少女はぷりぷりと怒って別のテーブルに向かったが、俺はむしろ、男の方に同情した。
というのも、僧侶には回復以外の能力は普通、求められない。単純に魔力が勿体無いからだ。
僧侶が使えるような術といえば、回復と強化、あとは霊体の魔物によく効く純粋魔術だろう。
純粋魔術はともかくとして、強化は魔術師にも任せられるし、パーティの前衛でも覚えておくことの少なくない術だ。むしろ反対に、回復はパーティの生命線だ。僧侶において、回復の占める割合というのは非常に大きいと言っていい。
そして、霊体の魔物と戦う場面なんて、そういったタイプのクエストを受けなければほとんどない。
結論として、「回復の使えない僧侶」というのは、扱いに困る存在を意味する。
「いやー、うちもちょっと。や、僧侶は歓迎だけど……ね」
「んなーっ!」
また別のパーティに拒絶されたようだ。少女は不思議な悲鳴をあげていた。
「あ、でも、『食人』なら受け入れてくれるかもしれないぜ? ほら、あそこにいるトカゲ頭だ」
「しょくじん?」
男は、名案を思いついたとばかりに、ニヤケ顔でこっちをついついと指し示した。俺かよ。
少女は男が呼んだ二つ名に首を傾けている。どうやら……いや、少女の様子から薄々分かっていたが、冒険者としての日は浅いらしい。
若い、右も左も分からないような女冒険者ともなれば、体を売ればパーティに入れただろうに。……あんな貧相な体でなければ。あの体型では変態しか寄りつくまい。
「おうよ。人呼んで『食人のソロ』!」
「ちょ、ちょっと怖いお名前ですねっ?」
「そうだぜ嬢ちゃん。こわ〜い伝えも多くある。なんでも……本当に人を喰った、とかなぁ」
わざと怖がらせるような男の言葉に、少女は目を白黒させて固まった。
「ひ、ひとを……? そ、それは恐ろしいですねっ」
「ああ。ギルドの嫌われもんさァ。おかげで奴とパーティを組もうってやつも居ねえ。だーが、嫌われもんだからこそだ。アンタみたいなペーペーの田舎もんも、組んでくれるとしたらアイツくらいか、若えの引っ掛けるしかねえよぉ」
男がそう言うと、何が面白いのか、周りの奴らも一斉にゲラゲラと笑い出した。
好き勝手言いやがる。俺だってパーティくらい組んでた時期はある。……今は、色々あって離れ離れだが。

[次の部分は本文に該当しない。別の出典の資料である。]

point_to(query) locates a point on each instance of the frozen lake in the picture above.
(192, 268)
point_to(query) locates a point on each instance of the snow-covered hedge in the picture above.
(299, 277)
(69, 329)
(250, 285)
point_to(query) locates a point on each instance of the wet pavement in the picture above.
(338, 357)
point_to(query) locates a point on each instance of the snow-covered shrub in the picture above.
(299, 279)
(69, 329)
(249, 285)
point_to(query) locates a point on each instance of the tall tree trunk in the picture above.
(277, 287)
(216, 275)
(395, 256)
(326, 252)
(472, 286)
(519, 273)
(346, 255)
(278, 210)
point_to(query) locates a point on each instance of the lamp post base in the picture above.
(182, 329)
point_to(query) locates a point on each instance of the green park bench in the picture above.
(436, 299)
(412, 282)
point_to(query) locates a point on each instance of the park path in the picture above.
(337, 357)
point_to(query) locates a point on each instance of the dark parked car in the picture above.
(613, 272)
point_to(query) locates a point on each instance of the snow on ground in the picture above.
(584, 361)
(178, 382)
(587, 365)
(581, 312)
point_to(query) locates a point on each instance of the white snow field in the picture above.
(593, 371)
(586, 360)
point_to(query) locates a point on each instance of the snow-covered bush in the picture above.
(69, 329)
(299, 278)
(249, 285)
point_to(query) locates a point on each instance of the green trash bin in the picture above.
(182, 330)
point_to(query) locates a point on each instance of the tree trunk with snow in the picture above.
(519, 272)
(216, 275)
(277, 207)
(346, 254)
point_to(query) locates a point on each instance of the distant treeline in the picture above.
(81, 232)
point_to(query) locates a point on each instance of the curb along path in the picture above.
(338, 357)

大笑いに巻き込まれて、僧侶は完全に萎縮していた。俺はそれがなんだか見てられなくて、逃げるように受付カウンターに向かった。……見捨てるようで、ちょっと心苦しかったが。
俺はクエストボードから一枚適当に取って、窓口の馴染みの受付嬢に渡した。明日の日銭を稼ぐためのような、いつものクエストだ。
「依頼を頼む」
「はい、了承しました。……それでは、よろしくお願いしますね、ソロくん」
「あ、あの!」
受付嬢と挨拶を交わしていると、少女がおずおずとこちらを見上げていた。さっきの回復の使えない僧侶だ。……呆れた、本当に来たのか。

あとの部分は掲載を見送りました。